Ayer era viernes y mucha gente andaba contenta y alegre por tener 5 días de fiesta por delante. A mí no me pasaba lo mismo y ya no por el hecho de trabajar estos días, ya me he acostumbrado a trabajar fines de semana y festivos, sinó porque soñaba despierta con la posibilidad de que las cosas no fueran como son.
Me imaginaba recogiéndola en la puerta del trabajo y pasando los 3 días de fiesta que ella tiene en su casa. Me imaginaba en la cocina una vez el niño estubiera durmiendo con una botella de vino abierta, el ordenador poniéndole la banda sonora a la noche y con algún que otro cigarrillo, hablando y disfrutando de ella no como compañera de trabajo o como madre, sinó como mujer. Me imaginaba tranquilamente sentada a su lado viendo alguna de esas películas que no entiende como no he visto. Me imaginaba como tras desconectar del mundo y sentir que por fin ha llegado el momento de descansar y disfrutar, su mano se pone a acariciar la mia.

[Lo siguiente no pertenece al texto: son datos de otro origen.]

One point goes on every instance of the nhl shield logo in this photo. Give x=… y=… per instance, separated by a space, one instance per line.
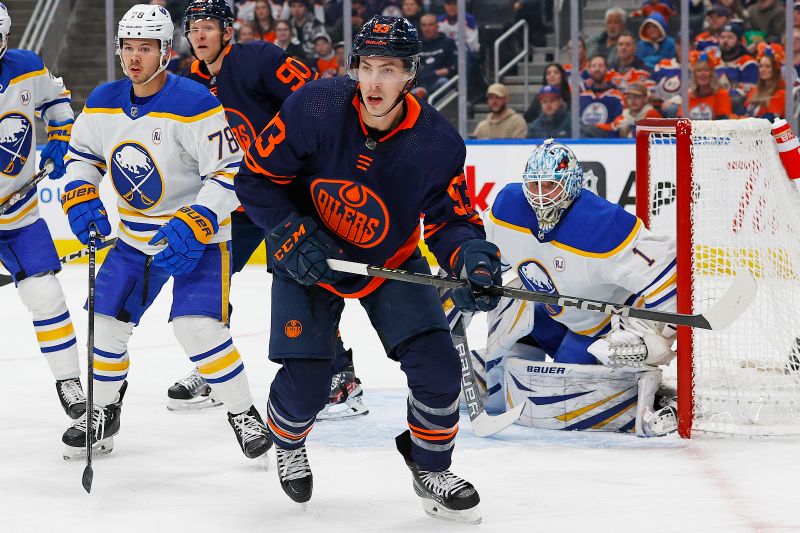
x=135 y=176
x=16 y=140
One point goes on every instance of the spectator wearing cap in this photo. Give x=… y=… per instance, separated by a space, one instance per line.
x=637 y=107
x=737 y=70
x=304 y=25
x=605 y=43
x=629 y=67
x=654 y=43
x=554 y=120
x=502 y=122
x=718 y=16
x=768 y=16
x=438 y=60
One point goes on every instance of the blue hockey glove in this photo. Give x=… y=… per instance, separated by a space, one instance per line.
x=58 y=134
x=187 y=233
x=83 y=207
x=477 y=261
x=300 y=250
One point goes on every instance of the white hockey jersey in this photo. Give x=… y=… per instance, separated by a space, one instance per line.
x=171 y=150
x=598 y=250
x=27 y=89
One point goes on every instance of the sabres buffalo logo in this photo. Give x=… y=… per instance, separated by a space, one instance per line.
x=16 y=140
x=136 y=176
x=535 y=277
x=351 y=210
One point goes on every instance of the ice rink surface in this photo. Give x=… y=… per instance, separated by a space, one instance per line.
x=185 y=473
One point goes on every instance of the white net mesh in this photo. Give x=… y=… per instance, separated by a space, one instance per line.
x=745 y=214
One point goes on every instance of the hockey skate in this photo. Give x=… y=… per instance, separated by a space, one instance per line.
x=346 y=399
x=70 y=394
x=252 y=435
x=105 y=424
x=294 y=473
x=191 y=393
x=444 y=494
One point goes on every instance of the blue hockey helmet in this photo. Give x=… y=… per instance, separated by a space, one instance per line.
x=552 y=180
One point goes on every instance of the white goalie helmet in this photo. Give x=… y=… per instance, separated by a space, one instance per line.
x=5 y=29
x=144 y=21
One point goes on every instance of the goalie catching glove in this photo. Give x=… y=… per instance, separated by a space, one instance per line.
x=635 y=343
x=300 y=250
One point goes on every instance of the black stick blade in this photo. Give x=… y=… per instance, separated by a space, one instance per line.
x=88 y=476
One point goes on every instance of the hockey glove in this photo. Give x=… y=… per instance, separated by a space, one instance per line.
x=477 y=261
x=187 y=233
x=83 y=207
x=58 y=134
x=300 y=250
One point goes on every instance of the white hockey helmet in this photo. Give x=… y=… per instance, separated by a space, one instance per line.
x=5 y=29
x=144 y=21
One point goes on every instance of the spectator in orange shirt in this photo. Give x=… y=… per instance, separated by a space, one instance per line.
x=768 y=98
x=707 y=100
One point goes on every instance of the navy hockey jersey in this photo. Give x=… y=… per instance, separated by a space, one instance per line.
x=316 y=158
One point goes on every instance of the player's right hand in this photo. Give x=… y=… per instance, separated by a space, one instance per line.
x=300 y=250
x=83 y=207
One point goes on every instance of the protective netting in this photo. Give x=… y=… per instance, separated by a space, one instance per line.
x=745 y=214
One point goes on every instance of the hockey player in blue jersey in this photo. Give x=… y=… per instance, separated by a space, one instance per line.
x=27 y=89
x=165 y=144
x=556 y=236
x=252 y=81
x=345 y=170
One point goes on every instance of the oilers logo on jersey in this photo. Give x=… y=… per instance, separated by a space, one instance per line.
x=136 y=176
x=535 y=277
x=16 y=139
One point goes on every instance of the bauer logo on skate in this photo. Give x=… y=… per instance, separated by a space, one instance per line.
x=351 y=210
x=16 y=138
x=293 y=329
x=135 y=176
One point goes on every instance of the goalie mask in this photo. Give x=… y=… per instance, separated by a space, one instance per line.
x=147 y=22
x=5 y=29
x=551 y=181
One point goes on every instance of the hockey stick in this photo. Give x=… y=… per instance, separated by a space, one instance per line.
x=6 y=279
x=483 y=425
x=727 y=309
x=25 y=189
x=88 y=473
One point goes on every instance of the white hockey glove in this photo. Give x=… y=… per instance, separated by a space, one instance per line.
x=636 y=344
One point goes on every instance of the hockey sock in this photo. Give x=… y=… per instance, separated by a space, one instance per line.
x=110 y=357
x=431 y=365
x=209 y=345
x=298 y=392
x=43 y=297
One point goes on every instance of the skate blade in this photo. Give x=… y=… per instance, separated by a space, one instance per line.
x=101 y=447
x=195 y=404
x=437 y=510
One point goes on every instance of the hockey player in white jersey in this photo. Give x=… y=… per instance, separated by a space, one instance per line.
x=557 y=237
x=28 y=89
x=171 y=157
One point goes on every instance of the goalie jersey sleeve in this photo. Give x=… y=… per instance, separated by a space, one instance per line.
x=172 y=150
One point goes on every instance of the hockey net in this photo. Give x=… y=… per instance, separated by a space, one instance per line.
x=721 y=189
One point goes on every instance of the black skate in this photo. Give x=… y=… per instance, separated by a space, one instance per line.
x=346 y=399
x=444 y=494
x=251 y=433
x=294 y=473
x=105 y=424
x=70 y=393
x=191 y=393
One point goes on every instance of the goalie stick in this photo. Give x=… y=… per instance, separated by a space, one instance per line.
x=483 y=425
x=6 y=279
x=719 y=316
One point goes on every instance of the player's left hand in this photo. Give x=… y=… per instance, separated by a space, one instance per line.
x=477 y=261
x=187 y=234
x=58 y=134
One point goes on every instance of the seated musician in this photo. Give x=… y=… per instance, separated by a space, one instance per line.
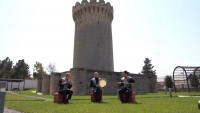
x=125 y=83
x=96 y=89
x=64 y=85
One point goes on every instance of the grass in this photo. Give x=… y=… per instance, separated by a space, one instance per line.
x=145 y=103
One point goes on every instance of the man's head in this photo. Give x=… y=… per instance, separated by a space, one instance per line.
x=68 y=75
x=124 y=73
x=96 y=74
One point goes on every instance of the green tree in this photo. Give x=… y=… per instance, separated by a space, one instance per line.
x=21 y=70
x=38 y=70
x=51 y=68
x=147 y=69
x=6 y=68
x=168 y=81
x=194 y=80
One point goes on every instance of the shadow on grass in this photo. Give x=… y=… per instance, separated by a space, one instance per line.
x=24 y=100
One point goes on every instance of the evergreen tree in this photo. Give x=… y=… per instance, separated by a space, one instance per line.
x=51 y=68
x=38 y=70
x=6 y=68
x=21 y=70
x=147 y=69
x=168 y=82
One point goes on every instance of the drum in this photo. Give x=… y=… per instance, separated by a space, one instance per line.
x=102 y=82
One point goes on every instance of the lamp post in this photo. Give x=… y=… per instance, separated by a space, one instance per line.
x=2 y=95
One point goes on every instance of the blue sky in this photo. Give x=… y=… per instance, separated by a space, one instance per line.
x=166 y=31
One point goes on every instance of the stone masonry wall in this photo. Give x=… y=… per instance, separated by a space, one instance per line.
x=81 y=78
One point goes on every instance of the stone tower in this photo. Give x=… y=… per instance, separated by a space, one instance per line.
x=93 y=48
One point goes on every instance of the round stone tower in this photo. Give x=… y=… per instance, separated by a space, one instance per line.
x=93 y=48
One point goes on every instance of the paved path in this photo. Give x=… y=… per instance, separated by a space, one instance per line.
x=46 y=99
x=6 y=110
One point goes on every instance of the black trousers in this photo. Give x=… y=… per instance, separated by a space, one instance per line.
x=124 y=91
x=65 y=93
x=97 y=95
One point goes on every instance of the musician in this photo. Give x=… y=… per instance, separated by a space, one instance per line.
x=64 y=88
x=96 y=89
x=125 y=83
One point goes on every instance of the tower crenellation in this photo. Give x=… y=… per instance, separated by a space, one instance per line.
x=80 y=10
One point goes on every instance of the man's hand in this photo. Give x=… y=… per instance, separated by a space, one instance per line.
x=119 y=83
x=64 y=83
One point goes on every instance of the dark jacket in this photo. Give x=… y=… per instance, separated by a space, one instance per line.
x=61 y=87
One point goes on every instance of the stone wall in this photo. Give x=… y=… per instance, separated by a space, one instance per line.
x=93 y=48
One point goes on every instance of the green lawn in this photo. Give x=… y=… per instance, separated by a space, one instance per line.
x=145 y=103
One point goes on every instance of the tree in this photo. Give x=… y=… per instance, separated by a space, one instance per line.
x=194 y=80
x=51 y=68
x=38 y=70
x=168 y=81
x=6 y=68
x=147 y=69
x=21 y=70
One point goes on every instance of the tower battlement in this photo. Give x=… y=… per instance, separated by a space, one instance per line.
x=92 y=7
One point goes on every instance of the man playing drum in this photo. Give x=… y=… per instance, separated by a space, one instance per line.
x=64 y=85
x=125 y=83
x=96 y=89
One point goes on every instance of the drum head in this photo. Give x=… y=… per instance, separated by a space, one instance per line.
x=102 y=83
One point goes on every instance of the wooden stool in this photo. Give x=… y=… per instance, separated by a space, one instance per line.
x=57 y=98
x=93 y=99
x=131 y=98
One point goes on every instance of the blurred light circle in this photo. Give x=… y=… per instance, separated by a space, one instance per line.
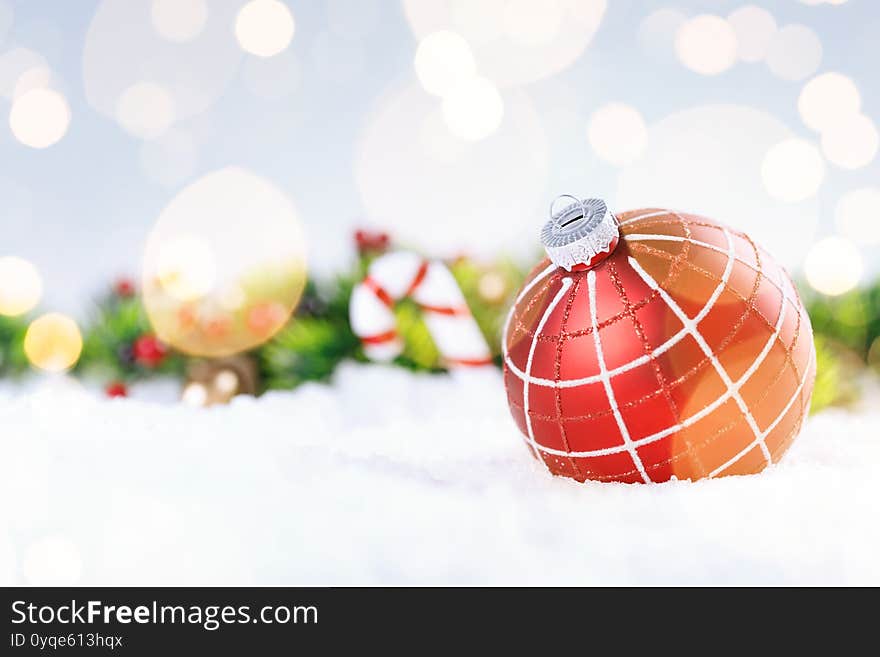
x=828 y=99
x=264 y=27
x=508 y=49
x=123 y=48
x=696 y=160
x=145 y=110
x=444 y=60
x=481 y=18
x=618 y=133
x=229 y=228
x=186 y=268
x=795 y=52
x=473 y=109
x=39 y=118
x=706 y=44
x=52 y=561
x=858 y=215
x=179 y=20
x=21 y=286
x=754 y=28
x=852 y=142
x=170 y=159
x=445 y=195
x=531 y=23
x=657 y=31
x=833 y=266
x=53 y=342
x=272 y=78
x=792 y=170
x=13 y=64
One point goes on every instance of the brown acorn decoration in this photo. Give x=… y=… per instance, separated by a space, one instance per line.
x=218 y=380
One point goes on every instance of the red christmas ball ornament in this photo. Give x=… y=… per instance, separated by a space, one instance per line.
x=654 y=345
x=116 y=389
x=124 y=288
x=149 y=351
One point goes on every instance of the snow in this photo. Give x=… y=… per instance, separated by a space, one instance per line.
x=386 y=477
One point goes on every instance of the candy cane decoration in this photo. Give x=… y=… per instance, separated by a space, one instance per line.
x=400 y=275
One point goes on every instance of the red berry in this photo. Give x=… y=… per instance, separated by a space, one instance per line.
x=116 y=389
x=124 y=288
x=369 y=241
x=149 y=351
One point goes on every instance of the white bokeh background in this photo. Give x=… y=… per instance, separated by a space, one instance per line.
x=451 y=124
x=113 y=106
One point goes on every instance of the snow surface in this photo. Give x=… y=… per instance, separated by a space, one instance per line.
x=385 y=477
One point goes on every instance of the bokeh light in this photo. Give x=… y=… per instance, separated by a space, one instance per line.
x=617 y=133
x=443 y=61
x=179 y=20
x=186 y=268
x=473 y=109
x=145 y=110
x=857 y=215
x=478 y=197
x=706 y=44
x=53 y=342
x=828 y=99
x=833 y=266
x=229 y=231
x=795 y=52
x=264 y=27
x=851 y=143
x=514 y=42
x=52 y=561
x=754 y=28
x=697 y=160
x=39 y=118
x=21 y=286
x=532 y=24
x=123 y=48
x=792 y=170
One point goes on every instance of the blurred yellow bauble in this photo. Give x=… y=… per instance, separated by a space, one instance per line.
x=20 y=286
x=225 y=265
x=53 y=342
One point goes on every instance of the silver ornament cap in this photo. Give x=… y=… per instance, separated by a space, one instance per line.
x=581 y=234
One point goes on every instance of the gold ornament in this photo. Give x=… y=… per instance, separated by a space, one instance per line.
x=224 y=266
x=53 y=342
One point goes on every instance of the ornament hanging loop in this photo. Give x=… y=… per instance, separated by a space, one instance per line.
x=581 y=234
x=553 y=203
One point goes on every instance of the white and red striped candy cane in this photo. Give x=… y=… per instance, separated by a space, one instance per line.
x=399 y=275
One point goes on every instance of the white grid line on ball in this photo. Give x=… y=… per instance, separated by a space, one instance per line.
x=732 y=388
x=566 y=283
x=660 y=349
x=771 y=426
x=606 y=381
x=732 y=257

Me la imagina diciéndome que las cosas irán saliendo bien y que aunque no pueda prometerme nada lo que le apetece en ese preciso instante es lo que esta viviendo. Que no me puede prometer la luna, ni un futuro juntas, ni fidelidad, pero que esa misma noche quería estar donde estaba y con quien estaba, conmigo. Y que hacía ya demasiado tiempo que me deseaba y la película la podíamos ver en otro momento.